Imaginamos que eso pensaban en la cervecería danesa Nørrebro Bryghus cuando, después de mirar el techo por horas, decidieron desarrollar un nuevo brebaje para conquistar los paladares del mundo. Hablamos de Pisner, una cerveza hecha con orina reciclada y cuyo nombre es un juego de palabras entre pis y pilsener. Obvio.

PISNER x NØRREBRO BRYGHUS

Lo cíclico de esta cerveza es que cada vez que uno toma birra le dan ganas de ir al baño para evacuar líquidos. Ese pis, para los daneses es oro, y por eso decidieron recolectarlo para producir nuevas y refrescantes cervezas que, además, son orgánicas.

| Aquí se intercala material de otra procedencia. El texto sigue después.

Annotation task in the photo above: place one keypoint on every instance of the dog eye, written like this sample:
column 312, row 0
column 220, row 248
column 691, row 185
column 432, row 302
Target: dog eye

Para desarrollar el proyecto, la cervecería recolectó 50.000 litros de orina desde el festival de música Roskilde en 2015. Los recursos obtenidos fueron usados como fertilizante en campos de malta que a su vez produjeron 60.000 botellas de cerveza. Win-win.

Obviamente, todo ha sido tratado bajo altos estándares de seguridad alimenticia y sus creadores aseguran que no hay notas ni aromas que lo hagan a uno pensar que está bebiendo orina reciclada.

¡Salud! O como dirían los daneses, ¡skål!

Siempre mirando a los ojos.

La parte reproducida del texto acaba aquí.